La única carretera asfaltada de Gambia es una vía de doble sentido que sale de la capital y discurre en paralelo al río que da nombre al país. El asfalto termina 150 kilómetros después y se abre un camino de arcilla entre la espesura verde. A los lados se levantan chabolas de adobe y tejados de paja donde los niños corren descalzos y con la cara llena de barro y donde las familias comen con las manos en cuclillas alrededor de una palangana de arroz.
Una de esas aldeas se llama Tendaba y está pegada al río. Allí viven 700 vecinos que corren nerviosos alrededor de cualquier hombre blanco que se acerque por allí. Tendaba es uno de los lugares de partida de los miles de jóvenes gambianos que cada día vemos por las calles de muchas ciudades españolas. Algunos sobreviven como manteros después de haber cruzado un mar en cayuco y un desierto en camión.
El sueño de cualquier gambiano es recorrer el camino que separa Tendaba de la Puerta del Sol.
Keba Hadim tiene 24 años y es el maestro de Tendaba. La escuela, una sencilla construcción de piedra en la que niños de todas las edades se amontonan en los pupitres de madera, fue levantada por una ONG española hace dos años.
El hermano de Keba murió a principios de 2014 intentando alcanzar Canarias a bordo de un cayuco en el que viajaban unos 150 jóvenes que habían salido de Mauritania. Sólo 32 sobrevivieron al naufragio.
–¿Tú qué quieres ser de mayor?– le pregunto a uno de los alumnos de Keba que apenas tiene ocho años.
–Yo quiero irme a Europa.
"Es un síndrome", explica el profesor. "Yo lo llamo el síndrome del cayuco. Todos los niños de Gambia quieren irse a Europa. Es lo único en lo que piensan, el único futuro que contemplan. Sobre los 13 años empiezan a intentarlo”.

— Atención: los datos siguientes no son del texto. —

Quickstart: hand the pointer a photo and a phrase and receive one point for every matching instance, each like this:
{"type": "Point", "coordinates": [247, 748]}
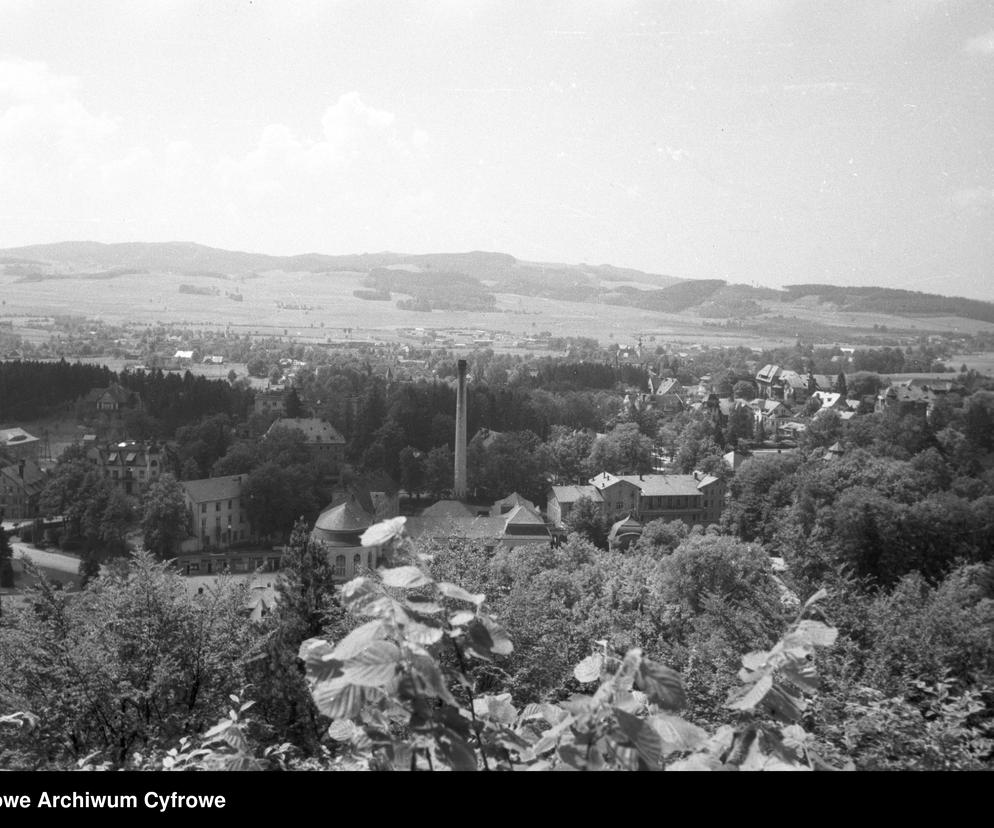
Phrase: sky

Yoro Gai tiene 26 años y vive en Madrid desde 2009. Llegó a Canarias en cayuco después de cuatro años trabajando como pescador en Mauritania y Senegal. Hoy tiene permiso de residencia, estudia para sacarse el bachillerato y es miembro del partido Por un Mundo más Justo.
"Lo único que los chicos de Gambia tienen en la cabeza es venir a Europa", cuenta en la mesa de una cafetería madrileña mientras bebe un refresco de naranja. "¿Qué otra cosa pueden desear? En Gambia no hay mercado laboral ni universidades. O vienen a Europa o se quedan sentados en el bordillo de una calle el resto de su vida".

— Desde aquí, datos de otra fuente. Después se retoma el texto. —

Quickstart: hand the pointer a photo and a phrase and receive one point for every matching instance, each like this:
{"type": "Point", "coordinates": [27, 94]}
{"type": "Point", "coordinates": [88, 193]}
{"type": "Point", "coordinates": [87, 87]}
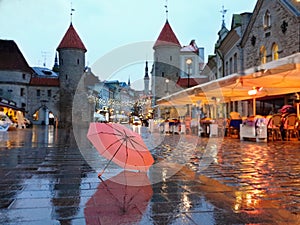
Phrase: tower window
{"type": "Point", "coordinates": [267, 20]}
{"type": "Point", "coordinates": [263, 55]}
{"type": "Point", "coordinates": [275, 55]}
{"type": "Point", "coordinates": [22, 91]}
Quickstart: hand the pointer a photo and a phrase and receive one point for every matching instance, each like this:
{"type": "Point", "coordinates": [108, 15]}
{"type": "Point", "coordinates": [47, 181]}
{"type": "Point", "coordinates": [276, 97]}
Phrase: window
{"type": "Point", "coordinates": [263, 55]}
{"type": "Point", "coordinates": [275, 55]}
{"type": "Point", "coordinates": [267, 20]}
{"type": "Point", "coordinates": [22, 92]}
{"type": "Point", "coordinates": [235, 63]}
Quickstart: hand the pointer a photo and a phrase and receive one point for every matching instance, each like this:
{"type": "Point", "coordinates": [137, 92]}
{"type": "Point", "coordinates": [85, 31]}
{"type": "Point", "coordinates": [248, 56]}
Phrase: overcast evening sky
{"type": "Point", "coordinates": [37, 26]}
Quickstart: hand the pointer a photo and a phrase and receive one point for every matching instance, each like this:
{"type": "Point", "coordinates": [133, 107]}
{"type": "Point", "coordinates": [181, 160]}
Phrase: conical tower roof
{"type": "Point", "coordinates": [166, 37]}
{"type": "Point", "coordinates": [71, 40]}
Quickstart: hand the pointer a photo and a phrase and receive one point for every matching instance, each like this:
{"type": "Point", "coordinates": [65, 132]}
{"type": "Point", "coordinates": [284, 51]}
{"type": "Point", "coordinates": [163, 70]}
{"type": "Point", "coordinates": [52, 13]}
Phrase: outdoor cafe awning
{"type": "Point", "coordinates": [274, 78]}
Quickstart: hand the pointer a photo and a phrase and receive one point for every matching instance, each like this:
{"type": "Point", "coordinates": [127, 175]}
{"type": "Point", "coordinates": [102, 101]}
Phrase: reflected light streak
{"type": "Point", "coordinates": [186, 203]}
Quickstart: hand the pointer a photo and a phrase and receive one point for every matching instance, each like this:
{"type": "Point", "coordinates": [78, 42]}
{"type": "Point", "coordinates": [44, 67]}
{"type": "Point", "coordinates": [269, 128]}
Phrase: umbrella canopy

Yoro explica que creció escuchando una frase: "Hay que irse a Europa". La decían sus amigos, sus vecinos y sus hermanos. En la Radio Nacional de Senegal, cuya frecuencia llega a Gambia, emiten un programa al que llaman chavales que han logrado alcanzar Europa.

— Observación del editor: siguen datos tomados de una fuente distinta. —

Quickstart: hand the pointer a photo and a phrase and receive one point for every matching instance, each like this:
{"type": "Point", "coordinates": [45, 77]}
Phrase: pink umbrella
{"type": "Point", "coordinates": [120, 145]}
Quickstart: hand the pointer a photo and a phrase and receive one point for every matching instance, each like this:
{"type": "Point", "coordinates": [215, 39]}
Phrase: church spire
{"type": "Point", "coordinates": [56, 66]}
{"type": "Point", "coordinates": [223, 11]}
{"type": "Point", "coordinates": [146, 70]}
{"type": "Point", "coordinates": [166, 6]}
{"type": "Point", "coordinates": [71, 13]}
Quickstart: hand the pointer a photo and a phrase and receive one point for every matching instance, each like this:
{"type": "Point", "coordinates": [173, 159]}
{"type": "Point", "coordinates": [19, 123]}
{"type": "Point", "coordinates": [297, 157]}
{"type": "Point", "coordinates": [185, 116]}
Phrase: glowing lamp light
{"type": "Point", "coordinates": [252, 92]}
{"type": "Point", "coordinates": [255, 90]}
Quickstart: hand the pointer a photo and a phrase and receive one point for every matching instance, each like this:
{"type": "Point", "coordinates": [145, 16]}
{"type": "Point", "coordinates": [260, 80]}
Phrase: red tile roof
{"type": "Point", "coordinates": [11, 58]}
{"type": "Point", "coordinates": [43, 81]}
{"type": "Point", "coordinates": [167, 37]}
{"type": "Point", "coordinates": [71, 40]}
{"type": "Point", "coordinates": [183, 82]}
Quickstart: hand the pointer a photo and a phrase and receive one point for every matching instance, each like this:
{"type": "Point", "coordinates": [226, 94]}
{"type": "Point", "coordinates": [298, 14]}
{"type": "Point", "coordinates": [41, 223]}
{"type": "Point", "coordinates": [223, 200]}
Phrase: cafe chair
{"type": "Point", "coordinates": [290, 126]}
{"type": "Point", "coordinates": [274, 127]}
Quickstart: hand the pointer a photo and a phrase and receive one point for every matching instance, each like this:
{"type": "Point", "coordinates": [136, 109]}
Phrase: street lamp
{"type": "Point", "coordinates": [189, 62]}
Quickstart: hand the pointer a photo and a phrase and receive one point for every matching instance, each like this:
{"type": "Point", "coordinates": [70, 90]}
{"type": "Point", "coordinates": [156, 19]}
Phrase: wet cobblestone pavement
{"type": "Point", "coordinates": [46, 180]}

"El problema es que sólo meten los testimonios de aquellos que trabajan y ganan dinero. Es como hacer un llamamiento a gran escala", dice Yoro.
En la aldea donde imparte sus clases el maestro Keba, este año han muerto ocho jóvenes intentando atravesar el mar. Muchos más están ahora en ruta por Mauritania o Libia o han logrado llegar a Europa. Al alcanzar la adolescencia, se largan. Son pocas las familias que no tienen a alguien que lo haya intentado.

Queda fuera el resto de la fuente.